Curitiba - O consumo de energia elétrica faturado pela Companhia Paranaense de Energia (Copel) de janeiro a setembro atingiu 13.978 GWh, o que significa uma redução de 0,2% comparado com o mesmo período do ano passado. A maior queda ocorreu no consumo da classe industrial, incluindo os consumidores livres atendidos pela Copel Geração. Neste segmento a redução foi de 5,3%. Segundo informações da área de Relações com Investidores da Copel, o desempenho negativo no consumo de energia na área industrial foi provocado pela estiagem que levou à quebra de safra, pela valorização do real que trouxe reflexos negativos para as exportações e pela saída de consumidores que optaram pelo mercado livre.
A montadora Volvo é um dos consumidores do mercado livre de energia desde dezembro de 2004. Uma das principais vantagens que a empresa encontrou foi a redução de custos. Até agora, participar deste mercado tem sido compensador para a companhia.
Para o diretor da Enercons Consultoria, Ivo Pugnaloni, a redução do consumo da classe industrial pode ser explicada principalmente pelos consumidores que optaram pelo mercado livre de energia. Segundo ele, a compra de energia neste mercado traz uma economia média de 25%. Pode comprar energia no mercado livre o consumidor de grande porte que tem demanda superior a 3 megawatts e nível de tensão de 69 quilovolts. Geralmente são indústrias e grandes estabelecimentos comerciais. Estes consumidores podem comprar energia de outras concessionárias e não apenas da Copel.

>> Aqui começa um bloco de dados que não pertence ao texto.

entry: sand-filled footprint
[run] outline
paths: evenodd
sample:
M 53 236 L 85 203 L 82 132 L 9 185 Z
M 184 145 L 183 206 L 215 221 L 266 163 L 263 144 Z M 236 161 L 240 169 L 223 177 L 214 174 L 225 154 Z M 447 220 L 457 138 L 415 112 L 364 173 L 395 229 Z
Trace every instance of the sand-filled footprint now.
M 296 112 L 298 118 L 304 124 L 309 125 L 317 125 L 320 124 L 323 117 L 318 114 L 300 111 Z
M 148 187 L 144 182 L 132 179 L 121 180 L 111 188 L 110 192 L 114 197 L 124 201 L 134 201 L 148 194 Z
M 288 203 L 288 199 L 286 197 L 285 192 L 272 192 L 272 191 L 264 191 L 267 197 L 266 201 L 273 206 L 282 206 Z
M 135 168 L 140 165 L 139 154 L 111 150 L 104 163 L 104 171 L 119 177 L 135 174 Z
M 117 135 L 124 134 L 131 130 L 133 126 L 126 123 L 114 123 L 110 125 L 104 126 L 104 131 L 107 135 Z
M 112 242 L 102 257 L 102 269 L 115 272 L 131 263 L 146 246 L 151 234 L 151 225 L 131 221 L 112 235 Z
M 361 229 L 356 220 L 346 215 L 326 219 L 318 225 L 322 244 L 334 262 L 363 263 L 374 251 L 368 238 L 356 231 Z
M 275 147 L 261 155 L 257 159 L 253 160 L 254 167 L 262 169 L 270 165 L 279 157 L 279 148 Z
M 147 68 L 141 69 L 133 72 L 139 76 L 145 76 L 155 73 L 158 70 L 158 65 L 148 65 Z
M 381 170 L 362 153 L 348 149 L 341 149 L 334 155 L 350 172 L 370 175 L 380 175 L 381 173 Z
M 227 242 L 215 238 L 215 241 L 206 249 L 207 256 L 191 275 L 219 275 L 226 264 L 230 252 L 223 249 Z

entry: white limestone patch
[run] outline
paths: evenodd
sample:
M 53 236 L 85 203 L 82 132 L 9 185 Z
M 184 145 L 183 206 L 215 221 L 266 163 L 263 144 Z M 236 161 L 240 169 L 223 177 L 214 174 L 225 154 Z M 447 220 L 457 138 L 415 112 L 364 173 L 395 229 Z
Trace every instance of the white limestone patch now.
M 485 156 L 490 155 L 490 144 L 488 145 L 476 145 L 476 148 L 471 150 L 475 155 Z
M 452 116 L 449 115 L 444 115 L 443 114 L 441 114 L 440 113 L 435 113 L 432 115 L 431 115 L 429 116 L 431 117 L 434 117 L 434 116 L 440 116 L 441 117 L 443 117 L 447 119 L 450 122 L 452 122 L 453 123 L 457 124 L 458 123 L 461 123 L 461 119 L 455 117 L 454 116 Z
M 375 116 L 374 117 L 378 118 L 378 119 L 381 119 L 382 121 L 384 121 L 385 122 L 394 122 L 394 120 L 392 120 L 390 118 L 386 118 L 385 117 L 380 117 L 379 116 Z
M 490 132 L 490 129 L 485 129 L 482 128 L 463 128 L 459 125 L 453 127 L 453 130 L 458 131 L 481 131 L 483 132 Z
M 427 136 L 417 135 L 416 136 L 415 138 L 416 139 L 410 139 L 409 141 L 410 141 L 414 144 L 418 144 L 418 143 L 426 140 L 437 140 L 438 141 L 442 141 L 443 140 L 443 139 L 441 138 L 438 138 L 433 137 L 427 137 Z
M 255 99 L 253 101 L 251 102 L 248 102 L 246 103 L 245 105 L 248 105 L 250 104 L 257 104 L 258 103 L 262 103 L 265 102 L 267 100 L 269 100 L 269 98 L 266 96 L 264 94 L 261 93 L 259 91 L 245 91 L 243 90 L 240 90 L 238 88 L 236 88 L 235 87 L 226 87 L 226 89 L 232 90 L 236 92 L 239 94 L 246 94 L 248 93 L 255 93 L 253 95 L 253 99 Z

Segundo ele, a saída dos consumidores para o mercado livre gera uma perda de faturamento para a Copel mas, por outro lado, libera a estatal de realizar novos investimentos em geração. A classe industrial representou 38,8% do mercado da Copel e é formada por 55.291 consumidores que utilizaram 3,583 milhões de megawatts/hora de janeiro a setembro. O número de consumidores nesta classe teve um crescimento de 6,1%.
O maior crescimento foi verificado na classe comercial que representou 18,01% do mercado da Copel no período e teve aumento de 4,9% no consumo. A Copel informa que o crescimento do consumo está relacionado ao bom desempenho do setor e ao aumento do número de consumidores de 1,8%. Os 276.700 clientes comerciais da estatal consumiram 2,529 milhões de megawatts/hora.
Na classe residencial, que respondeu por 25,6% do mercado de energia, cresceu 2,8% nos primeiros nove meses do ano. Segundo a empresa, esse resultado não foi melhor em função do racionamento de água provocado pela estiagem na região Sul e consequente redução do uso da eletricidade para aquecimento de água. A Copel teve crescimento de 2,9% nesta classe de consumidores que totalizaram 2,618 milhões e utilizaram 3,583 milhões de megawatts/hora.
A classe rural teve crescimento de consumo de energia de 2,4% de janeiro a setembro e foi responsável por 7,7% do mercado faturado da Copel. A companhia esclareceu que esse resultado está relacionado ao longo período de estiagem que levou a um uso mais intenso de irrigação.